Re: Light at the end of the tunnel Was Re: 5291 - A Task Force

From: Johnny Lee (typo_pl@hotmail.com)
Date: Fri Sep 26 2003 - 16:32:06 EDT

  • Next message: Hubert Figuiere: "Re: Light at the end of the tunnel Was Re: 5291 - A Task Force"

    Comments inline below.

    >From: Dom Lachowicz <domlachowicz@yahoo.com>
    >To: AbiWord <abiword-dev@abisource.com>
    >Subject: Re: Light at the end of the tunnel Was Re: 5291 - A Task Force
    >Date: Fri, 26 Sep 2003 12:52:11 -0700 (PDT)
    >
    >This is almost exactly what Martin and I were planning
    >to do (time permitting).
    >
    >I do have some questions that you may or may not be
    >able to answer:
    >
    >1) Before vs. After memory usage

    Besides the increase due to actual code changes,

    - there's another vector in the pp_TableAttrProp class. this sorted vector
    is the same size as the main vector in pp_TableAttrProp. 4n +20 bytes, where
    n is the number of elems in the vector.
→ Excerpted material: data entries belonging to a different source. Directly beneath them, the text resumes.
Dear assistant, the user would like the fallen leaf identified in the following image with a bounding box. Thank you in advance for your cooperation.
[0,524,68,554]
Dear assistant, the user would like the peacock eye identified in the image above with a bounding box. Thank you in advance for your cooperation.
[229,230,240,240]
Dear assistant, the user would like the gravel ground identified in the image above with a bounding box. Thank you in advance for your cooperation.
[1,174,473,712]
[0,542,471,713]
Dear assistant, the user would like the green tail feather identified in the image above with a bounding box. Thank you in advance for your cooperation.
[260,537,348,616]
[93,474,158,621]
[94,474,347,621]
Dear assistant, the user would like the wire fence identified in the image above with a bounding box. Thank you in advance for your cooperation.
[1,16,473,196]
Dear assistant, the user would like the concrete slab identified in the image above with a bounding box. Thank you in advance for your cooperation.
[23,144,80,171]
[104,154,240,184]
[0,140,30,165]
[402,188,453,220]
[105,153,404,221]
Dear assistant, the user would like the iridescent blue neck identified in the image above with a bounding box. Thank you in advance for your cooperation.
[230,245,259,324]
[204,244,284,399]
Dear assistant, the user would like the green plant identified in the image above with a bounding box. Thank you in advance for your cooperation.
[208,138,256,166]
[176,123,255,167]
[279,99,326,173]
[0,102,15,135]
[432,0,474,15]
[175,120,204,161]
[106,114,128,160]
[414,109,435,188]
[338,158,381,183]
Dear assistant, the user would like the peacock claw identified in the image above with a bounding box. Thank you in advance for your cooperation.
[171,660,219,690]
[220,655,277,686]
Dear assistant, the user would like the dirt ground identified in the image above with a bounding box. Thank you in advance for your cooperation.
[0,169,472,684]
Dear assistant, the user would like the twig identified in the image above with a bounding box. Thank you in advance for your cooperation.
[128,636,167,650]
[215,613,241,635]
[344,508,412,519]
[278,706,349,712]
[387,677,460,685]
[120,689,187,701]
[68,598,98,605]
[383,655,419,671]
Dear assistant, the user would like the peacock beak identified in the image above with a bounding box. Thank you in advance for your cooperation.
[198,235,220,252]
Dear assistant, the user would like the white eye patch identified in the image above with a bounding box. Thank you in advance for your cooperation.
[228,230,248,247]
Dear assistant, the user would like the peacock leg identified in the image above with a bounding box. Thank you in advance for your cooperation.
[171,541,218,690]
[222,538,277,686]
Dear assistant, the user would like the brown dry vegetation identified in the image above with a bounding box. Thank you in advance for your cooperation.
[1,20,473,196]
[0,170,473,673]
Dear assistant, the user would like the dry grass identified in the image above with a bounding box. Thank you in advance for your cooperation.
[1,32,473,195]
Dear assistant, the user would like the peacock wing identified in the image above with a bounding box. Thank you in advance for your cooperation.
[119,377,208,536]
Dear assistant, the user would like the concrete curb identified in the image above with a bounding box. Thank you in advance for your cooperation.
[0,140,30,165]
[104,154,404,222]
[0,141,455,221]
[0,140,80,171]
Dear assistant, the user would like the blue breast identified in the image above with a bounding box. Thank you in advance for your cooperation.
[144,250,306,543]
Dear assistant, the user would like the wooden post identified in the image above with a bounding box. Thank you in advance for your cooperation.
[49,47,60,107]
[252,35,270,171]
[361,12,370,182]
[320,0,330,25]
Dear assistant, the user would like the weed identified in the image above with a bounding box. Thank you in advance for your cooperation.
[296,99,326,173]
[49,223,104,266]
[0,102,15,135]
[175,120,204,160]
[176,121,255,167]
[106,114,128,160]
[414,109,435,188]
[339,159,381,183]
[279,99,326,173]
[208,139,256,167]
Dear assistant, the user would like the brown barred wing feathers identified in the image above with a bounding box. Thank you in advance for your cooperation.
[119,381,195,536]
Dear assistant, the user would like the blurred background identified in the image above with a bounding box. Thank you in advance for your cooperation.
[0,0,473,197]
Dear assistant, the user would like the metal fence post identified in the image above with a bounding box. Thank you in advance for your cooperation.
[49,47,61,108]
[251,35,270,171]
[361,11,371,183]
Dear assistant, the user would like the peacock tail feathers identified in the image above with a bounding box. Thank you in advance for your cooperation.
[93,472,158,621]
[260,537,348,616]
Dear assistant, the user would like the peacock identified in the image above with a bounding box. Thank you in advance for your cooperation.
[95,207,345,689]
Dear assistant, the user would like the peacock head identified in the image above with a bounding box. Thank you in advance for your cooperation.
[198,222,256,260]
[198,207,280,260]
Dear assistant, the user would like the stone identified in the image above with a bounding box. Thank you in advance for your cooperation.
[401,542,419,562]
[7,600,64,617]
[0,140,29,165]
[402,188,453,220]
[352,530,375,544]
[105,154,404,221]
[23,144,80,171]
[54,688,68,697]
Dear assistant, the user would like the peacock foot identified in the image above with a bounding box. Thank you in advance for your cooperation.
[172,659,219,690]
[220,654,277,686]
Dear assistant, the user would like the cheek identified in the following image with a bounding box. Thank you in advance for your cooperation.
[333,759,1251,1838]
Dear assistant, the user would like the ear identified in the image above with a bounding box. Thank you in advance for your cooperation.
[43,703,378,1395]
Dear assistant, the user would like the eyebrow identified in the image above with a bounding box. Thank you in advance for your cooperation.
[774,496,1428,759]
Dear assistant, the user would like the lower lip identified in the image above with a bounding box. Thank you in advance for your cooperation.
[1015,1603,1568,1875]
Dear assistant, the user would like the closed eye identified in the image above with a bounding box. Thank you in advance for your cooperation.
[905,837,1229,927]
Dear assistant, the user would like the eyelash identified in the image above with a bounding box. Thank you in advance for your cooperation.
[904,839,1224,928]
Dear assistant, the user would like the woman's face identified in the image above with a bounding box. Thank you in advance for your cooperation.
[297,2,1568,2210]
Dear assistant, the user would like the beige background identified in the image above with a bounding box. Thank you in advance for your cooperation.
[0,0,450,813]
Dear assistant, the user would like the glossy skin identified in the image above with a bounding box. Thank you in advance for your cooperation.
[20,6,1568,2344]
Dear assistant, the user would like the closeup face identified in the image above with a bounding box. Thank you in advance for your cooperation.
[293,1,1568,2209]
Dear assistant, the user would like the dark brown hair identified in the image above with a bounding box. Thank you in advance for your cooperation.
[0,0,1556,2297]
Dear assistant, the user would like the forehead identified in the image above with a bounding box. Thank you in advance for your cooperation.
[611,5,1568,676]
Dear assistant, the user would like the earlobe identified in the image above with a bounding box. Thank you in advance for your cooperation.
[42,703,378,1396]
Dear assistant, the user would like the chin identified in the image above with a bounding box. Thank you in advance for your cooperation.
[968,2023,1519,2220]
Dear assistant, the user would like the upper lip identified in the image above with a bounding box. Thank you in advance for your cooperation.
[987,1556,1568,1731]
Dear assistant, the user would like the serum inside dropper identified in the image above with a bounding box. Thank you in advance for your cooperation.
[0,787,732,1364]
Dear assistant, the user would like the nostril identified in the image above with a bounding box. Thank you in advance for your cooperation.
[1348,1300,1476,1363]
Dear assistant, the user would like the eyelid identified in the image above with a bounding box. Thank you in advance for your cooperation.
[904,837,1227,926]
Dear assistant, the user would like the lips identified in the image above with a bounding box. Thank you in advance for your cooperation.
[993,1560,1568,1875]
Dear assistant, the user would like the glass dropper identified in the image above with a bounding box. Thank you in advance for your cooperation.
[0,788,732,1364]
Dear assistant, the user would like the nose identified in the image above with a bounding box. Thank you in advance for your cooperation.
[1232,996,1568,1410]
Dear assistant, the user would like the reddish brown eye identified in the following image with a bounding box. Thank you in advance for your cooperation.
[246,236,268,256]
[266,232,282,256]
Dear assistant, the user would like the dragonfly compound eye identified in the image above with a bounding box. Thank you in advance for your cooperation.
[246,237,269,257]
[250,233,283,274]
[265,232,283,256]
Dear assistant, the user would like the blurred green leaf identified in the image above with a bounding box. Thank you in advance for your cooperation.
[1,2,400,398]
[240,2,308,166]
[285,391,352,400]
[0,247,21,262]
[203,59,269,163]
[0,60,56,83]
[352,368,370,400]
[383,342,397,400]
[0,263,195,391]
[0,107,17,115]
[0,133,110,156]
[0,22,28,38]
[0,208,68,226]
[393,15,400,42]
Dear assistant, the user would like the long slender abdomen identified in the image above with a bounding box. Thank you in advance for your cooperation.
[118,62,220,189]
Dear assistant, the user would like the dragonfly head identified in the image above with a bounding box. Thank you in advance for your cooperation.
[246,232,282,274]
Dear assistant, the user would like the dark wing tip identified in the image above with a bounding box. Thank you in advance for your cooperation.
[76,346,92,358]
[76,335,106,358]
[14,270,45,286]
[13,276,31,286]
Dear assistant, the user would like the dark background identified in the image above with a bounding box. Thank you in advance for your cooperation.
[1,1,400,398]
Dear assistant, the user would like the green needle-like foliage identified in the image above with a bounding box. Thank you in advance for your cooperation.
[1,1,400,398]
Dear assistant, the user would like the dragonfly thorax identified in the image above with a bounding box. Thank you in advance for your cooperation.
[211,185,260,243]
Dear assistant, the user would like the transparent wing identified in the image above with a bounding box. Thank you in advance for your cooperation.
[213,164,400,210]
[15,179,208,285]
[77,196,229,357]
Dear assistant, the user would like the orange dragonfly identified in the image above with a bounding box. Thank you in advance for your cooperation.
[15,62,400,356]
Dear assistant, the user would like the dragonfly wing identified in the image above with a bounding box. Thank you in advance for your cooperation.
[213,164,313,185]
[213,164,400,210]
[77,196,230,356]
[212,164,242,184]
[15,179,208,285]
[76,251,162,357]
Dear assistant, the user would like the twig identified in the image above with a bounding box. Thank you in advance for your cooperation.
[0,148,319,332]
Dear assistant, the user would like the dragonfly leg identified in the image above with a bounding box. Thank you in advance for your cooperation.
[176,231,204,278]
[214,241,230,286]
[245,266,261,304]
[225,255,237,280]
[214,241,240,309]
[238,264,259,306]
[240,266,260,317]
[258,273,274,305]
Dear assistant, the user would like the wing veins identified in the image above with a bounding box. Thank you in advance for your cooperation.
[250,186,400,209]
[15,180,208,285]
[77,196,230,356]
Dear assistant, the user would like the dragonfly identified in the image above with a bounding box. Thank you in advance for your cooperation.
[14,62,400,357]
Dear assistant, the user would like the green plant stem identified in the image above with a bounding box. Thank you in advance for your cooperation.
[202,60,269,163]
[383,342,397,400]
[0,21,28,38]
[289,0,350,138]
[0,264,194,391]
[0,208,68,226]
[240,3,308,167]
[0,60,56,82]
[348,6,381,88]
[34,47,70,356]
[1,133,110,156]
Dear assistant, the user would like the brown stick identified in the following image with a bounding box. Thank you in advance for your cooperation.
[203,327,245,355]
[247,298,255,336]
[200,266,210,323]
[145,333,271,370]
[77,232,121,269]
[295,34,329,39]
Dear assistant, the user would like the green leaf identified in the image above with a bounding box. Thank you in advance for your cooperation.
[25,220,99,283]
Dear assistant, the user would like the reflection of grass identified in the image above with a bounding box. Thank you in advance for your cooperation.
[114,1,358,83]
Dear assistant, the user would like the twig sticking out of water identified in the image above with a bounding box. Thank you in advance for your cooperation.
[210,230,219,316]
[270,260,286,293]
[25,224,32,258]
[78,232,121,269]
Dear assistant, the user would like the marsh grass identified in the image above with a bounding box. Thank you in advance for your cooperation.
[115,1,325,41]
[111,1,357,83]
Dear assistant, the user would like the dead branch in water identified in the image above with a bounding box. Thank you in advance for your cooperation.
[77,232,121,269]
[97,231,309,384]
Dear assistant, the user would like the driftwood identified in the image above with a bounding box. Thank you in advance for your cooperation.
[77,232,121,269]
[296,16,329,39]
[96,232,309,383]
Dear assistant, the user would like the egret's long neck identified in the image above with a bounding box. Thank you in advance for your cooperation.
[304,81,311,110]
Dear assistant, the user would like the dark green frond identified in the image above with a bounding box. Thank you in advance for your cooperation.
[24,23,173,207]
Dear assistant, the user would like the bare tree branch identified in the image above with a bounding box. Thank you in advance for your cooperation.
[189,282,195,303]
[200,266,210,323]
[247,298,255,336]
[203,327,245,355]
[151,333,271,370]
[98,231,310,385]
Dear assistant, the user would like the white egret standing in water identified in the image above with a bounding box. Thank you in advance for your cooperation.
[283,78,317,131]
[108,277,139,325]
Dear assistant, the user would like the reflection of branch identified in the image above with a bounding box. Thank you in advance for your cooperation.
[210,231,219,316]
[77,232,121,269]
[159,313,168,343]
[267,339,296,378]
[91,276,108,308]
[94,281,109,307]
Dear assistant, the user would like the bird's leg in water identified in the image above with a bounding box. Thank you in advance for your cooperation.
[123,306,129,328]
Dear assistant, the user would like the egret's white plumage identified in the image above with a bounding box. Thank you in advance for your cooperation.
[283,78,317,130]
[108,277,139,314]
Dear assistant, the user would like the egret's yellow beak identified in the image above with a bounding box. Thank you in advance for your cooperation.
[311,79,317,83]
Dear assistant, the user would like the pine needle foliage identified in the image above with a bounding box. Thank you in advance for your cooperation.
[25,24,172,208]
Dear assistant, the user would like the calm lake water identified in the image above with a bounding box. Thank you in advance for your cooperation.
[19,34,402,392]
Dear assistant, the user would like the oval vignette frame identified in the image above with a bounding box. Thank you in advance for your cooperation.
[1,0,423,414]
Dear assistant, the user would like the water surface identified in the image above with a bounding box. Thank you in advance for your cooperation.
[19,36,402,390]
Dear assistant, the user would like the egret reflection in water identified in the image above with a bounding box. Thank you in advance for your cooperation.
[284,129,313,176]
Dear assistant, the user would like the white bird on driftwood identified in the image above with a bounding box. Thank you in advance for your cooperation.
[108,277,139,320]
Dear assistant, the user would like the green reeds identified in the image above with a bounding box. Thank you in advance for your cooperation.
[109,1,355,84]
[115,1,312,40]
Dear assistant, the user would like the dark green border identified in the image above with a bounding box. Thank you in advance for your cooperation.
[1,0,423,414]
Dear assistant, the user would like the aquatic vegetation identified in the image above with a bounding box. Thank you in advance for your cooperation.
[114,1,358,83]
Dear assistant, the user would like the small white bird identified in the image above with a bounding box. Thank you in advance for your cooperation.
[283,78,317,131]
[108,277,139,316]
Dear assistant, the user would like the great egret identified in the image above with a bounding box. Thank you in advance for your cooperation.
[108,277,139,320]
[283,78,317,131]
    - the pp_AttrProp class increases by 4 bytes (the m_index field). This
    should probably be moved into the sorted vector table in pp_TableAttrProp. I
    wanted to get the changes out before the weekend.

    So my estimate in mem size usage is that there's ~8n+20 more bytes used.

    The RTF doc had < 10,000 APs I think. So I'd guess <100K for the RTF doc.

    When I checked the memory usage of the old and new Abiword exes in windows
    task manager, the old one was higher by a couple of MBs. Probably due to
    using the mem heap more.

    >2) What're the mathematical chances for the Glib
    >string hashing algorithm to produce a duplicate hash
    >given different data? I'm guessing that it's much
    >higher than a CRC32 or MD5/SHA1 sum, given that
    >hashtables often dynamically resize or chain buckets
    >together when they encounter a collision. Note that
    >fixing this just means using a better checksum
    >generator.

    I don't know how often you'd get duplicate hash values.
    The code doesn't even hash every bit of data.
    It only looks at up to 8 bytes of each attrib, property, and value string.

    When it finds an AP with a matching hash value, it uses that index as the
    starting pt for a linear search, stopping when an exact match is found or
    the AP-to-check has a different hash value.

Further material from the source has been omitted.